The fact that the citizen of the Philippines or of the United States charged with a violation of this Act had, at the time of the acquisition of his holdings in the corporations or associations referred to in section two of this Act, no real or personal property, credit or other assets the value of which shall at least be equivalent to said holdings shall be admissible as circumstantial evidence of a violation of this Act.
SEC. 2. In all cases in which a constitutional or legal provision requires that, in order that a corporation or association may exercise or enjoy a right, franchise or privilege, not less than a certain per centum of its capital must be owned by citizens of the Philippines or the United States, or both, it shall be unlawful to falsely simulate the existence of such minimum of stock or capital as owned by such citizens of the Philippines or the United States or both, for the purpose of evading said provision.

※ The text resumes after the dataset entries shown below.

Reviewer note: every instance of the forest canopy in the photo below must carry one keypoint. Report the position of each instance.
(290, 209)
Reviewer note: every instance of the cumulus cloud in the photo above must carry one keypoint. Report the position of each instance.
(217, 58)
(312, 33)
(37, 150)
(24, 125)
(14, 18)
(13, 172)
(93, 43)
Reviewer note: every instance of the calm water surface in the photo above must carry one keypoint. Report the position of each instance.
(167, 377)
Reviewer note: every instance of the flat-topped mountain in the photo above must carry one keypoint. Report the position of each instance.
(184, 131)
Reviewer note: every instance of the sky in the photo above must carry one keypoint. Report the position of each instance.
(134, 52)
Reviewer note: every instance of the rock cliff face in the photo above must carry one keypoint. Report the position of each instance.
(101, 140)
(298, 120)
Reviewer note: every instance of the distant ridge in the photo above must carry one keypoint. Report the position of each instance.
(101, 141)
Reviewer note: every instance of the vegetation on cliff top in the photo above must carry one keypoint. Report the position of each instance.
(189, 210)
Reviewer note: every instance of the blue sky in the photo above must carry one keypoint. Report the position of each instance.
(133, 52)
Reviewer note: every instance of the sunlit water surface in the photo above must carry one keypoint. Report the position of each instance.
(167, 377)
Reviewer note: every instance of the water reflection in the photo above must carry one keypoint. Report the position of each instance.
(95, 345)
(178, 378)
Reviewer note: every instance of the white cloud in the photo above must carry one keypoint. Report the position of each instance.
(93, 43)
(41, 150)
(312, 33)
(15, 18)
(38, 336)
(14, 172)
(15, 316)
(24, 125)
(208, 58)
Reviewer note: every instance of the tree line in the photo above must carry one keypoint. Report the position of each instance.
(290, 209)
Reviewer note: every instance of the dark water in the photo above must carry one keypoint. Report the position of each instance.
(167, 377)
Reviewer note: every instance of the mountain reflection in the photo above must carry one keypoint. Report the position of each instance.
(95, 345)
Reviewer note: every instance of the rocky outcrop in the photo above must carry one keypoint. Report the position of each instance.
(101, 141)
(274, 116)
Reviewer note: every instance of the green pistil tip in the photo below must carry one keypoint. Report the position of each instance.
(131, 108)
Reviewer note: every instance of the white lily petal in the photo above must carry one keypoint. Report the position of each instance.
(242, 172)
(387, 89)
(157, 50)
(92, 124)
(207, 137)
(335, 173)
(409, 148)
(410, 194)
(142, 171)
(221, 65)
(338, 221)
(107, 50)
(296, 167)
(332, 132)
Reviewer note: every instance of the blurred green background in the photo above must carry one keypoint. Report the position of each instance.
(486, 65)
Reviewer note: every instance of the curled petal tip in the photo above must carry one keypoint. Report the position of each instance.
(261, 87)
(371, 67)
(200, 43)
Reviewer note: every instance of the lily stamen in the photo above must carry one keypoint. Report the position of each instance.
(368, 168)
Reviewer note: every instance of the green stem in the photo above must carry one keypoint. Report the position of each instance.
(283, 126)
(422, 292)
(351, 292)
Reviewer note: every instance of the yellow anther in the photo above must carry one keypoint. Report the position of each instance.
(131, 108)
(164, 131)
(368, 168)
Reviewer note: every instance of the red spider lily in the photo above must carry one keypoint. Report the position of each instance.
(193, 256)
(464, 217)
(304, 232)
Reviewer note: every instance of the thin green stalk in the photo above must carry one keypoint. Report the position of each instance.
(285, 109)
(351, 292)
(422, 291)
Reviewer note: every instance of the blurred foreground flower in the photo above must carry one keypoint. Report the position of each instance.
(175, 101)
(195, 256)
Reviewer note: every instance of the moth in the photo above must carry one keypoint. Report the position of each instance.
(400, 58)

The president or manager and directors or trustees of corporations or associations convicted of a violation of this section shall be punished by imprisonment for not less than two nor more than ten years, and by a fine of not less than two thousand nor more than ten thousand pesos.
SEC. 3. Any corporation or association violating any of the provisions of this Act shall, upon proper court proceedings, be dissolved.
Commonwealth Act No. 421, approved on May 31, 1939, amended Commonwealth Act No. 108 by inserting the following Section 2-A and Section 2-B:
SEC. 2-A. Any person, corporation or association which, having in its name or under its control, a right, franchise, privilege, property or business, the exercise or enjoyment of which is expressly reserved by the Constitution or the laws of Philippines to citizens of the Philippines or of the United States, or to corporations or associations at least sixty percentum of the capital of which is owned by such Citizens, permits or all the use, exploitation or enjoyment thereof by a person, corporation or association not possessing the requisites prescribed by the Constitution or the laws of the Philippines; or leases, or in any other way transfer or conveys said right, franchise privilege, property or business to a person, corporation or association not otherwise qualified under the Constitution, or provision of the existing Acts, and any person who knowingly aids, assists, or abets in the planning, consummation or perpetration of any of the acts herein above enumerated, shall be punished by imprisonment for not less than two nor more than ten years, and by a fine of not less than two thousand nor more than ten thousand pesos: Provided, however, That presidents, managers, or persons in charge of corporations, associations, partnerships violating the provisions of this section shall criminally liable in lieu thereof.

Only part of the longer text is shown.